BERT (言語モデル)

BERT（バート、英: Bidirectional Encoder Representations from Transformers）は、Googleの研究者によって2018年に導入された言語モデルファミリーである^[1]^[2]。2020年の文献調査では、「わずか1年強の間に、BERTは自然言語処理（NLP）実験のいたるところで使用される基準線となり、150を超える研究発表がこのモデルを分析・改良している」と結論づけている^[3]。

背景

方向制約

BERT 以前の多くの言語モデルは事前学習に単方向性（英: unidirectional）のタスクを採用しており^[4]、学習された表現も単方向の文脈しか考慮しないものであった。この制約は文脈レベルの表現が必要なタスクの性能へ大きなペナルティを与えうる。

アーキテクチャ

後述するMLM により双方向に依存するモデルを採用可能になったことから、BERT ではネットワークとして双方向性の Transformerアーキテクチャ (Bidirectional Encoder^[5] of Transformer) を採用した^[6]。すなわち self-attention による前後文脈取り込みと位置限局全結合による変換を繰り返すネットワークを用いている。

BERTは、トークン化にWordPieceを使用して、各英単語を整数コードに変換する。その語彙数は30,000である。語彙に含まれないトークンは、「不明」（unknown）を意味する [UNK] で置き換えられる。

BERTは、同時に2つのタスクで事前訓練された^[7]。

双方向タスク/MLM

単方向制約を超えた双方向（Bidirectional）の言語モデルを構築するために、BERT では事前学習タスク/損失関数として masked language model (MLM) を採用した^[8]。MLMでは部分マスクされた系列を入力としてマスク無し系列を予測し、マスク部に対応する出力に対して一致度を計算し学習する^[9]。モデルはマスクされていない情報（周囲の文脈/context）のみからマスク部を予測する事前学習タスクを解くことになる^[10]。

トークンの15%が予測用に選択され、訓練の目的は文脈を考慮して選択されたトークンを予測することとされた。選択されたトークンは、

確率80%で [MASK] トークンに置き換えられ、
確率10%でランダムな単語トークンに置き換えられ、
確率10%で置き換えられなかった。

たとえば、「私の犬はかわいいです」（"my dog is cute"）という文では、4番目のトークンが予測のために選択される可能性があった。このモデルの入力テキストは次の様になる。

確率80%で「私の犬は[MASK]です」
確率10%で「私の犬は幸せです」
確率10%で「私の犬はかわいい」

入力テキストを処理した後、モデルの4番目の出力ベクトルは別のニューラルネットワークに渡され、ニューラルネットワークは30,000語の大規模な語彙に対する確率分布を出力する。

次文予測

2つのスパン（範囲）が与えられたとき、モデルはこれらの2つのスパンが訓練コーパスで連続して出現するかを予測し、[IsNext] または [NotNext] のどちらかかを出力する。最初のスパンは特別なトークン [CLS] （「classify」の意味）で始まる。2つのスパンは特別なトークン [SEP] （「separate」の意味）で区切られる。2つのスパンを処理した後、先頭の出力ベクトル（すなわち、[CLS] を符号化したベクトル）は別のニューラルネットワークに渡され、ニューラルネットワークは [IsNext] と [NotNext] に二値分類する。

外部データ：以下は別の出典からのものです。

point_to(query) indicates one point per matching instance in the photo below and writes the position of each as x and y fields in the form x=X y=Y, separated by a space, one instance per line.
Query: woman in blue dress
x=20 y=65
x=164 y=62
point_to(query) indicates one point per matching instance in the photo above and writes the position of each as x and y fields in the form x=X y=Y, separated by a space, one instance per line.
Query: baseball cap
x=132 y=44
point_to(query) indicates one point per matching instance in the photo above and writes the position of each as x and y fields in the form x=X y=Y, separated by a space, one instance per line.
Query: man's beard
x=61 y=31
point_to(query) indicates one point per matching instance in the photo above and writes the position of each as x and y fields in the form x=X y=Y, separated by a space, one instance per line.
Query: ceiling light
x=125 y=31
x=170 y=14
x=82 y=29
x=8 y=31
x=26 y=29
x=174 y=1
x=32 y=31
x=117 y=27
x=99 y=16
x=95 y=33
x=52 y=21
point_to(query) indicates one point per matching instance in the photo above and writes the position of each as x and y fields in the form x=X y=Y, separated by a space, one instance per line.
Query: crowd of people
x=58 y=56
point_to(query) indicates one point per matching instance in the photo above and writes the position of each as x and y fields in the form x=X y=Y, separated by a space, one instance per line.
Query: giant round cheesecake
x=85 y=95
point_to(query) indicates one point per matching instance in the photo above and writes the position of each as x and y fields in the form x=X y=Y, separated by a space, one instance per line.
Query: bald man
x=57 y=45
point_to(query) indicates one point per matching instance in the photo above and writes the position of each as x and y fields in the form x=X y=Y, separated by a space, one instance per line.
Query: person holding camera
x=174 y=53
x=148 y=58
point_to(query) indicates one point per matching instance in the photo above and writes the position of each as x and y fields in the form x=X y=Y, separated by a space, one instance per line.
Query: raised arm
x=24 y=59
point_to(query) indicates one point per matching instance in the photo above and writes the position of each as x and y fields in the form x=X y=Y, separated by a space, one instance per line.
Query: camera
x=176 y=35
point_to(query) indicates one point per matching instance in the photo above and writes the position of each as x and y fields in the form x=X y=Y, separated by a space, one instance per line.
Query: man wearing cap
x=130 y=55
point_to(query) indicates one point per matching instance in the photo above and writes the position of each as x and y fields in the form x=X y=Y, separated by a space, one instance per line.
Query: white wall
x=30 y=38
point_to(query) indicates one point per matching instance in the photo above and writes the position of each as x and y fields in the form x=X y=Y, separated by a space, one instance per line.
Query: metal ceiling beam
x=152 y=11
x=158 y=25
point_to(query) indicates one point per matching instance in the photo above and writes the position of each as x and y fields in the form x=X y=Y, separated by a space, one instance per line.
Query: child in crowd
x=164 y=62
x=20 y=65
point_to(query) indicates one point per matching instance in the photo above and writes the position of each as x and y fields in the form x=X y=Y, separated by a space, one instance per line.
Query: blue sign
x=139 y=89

たとえば、「[CLS] 私の犬はかわいいです [SEP] 彼は遊ぶのが好きです」が与えられると、モデルはトークン [IsNext] を出力するべきである。
たとえば、「[CLS] 私の犬はかわいいです [SEP] 磁石はどのように働きますか」が与えらると、モデルはトークン [NotNext] を出力するべきである。

この訓練プロセスの結果、BERTは、文脈における単語や文の潜在的表現（英語版）を学習する。事前訓練後、BERTをより小さなデータセット上でより少ないリソースでファインチューニングし、NLPタスク（言語理解、文書分類）や、シーケンス変換（英語版）に基づく言語生成タスク（質問応答、会話応答生成）などの特定のタスクでの性能を最適化することができる^[1]^[11]。事前訓練段階は、ファインチューニングよりもはるかに計算コストが高い。

性能

当初、BERTは、英語の2つのモデルサイズで実装された^[1]。

BERT_BASE：12個のエンコーダと12個の双方向自己アテンションヘッド、合計1億1,000万パラメータ、
BERT_LARGE：24個のエンコーダと16個の双方向自己アテンションヘッド、合計3億4,000万パラメータ。

両モデルとも、Toronto BookCorpus^[12]（8億語）と、英語版ウィキペディア（25億語）で事前訓練された。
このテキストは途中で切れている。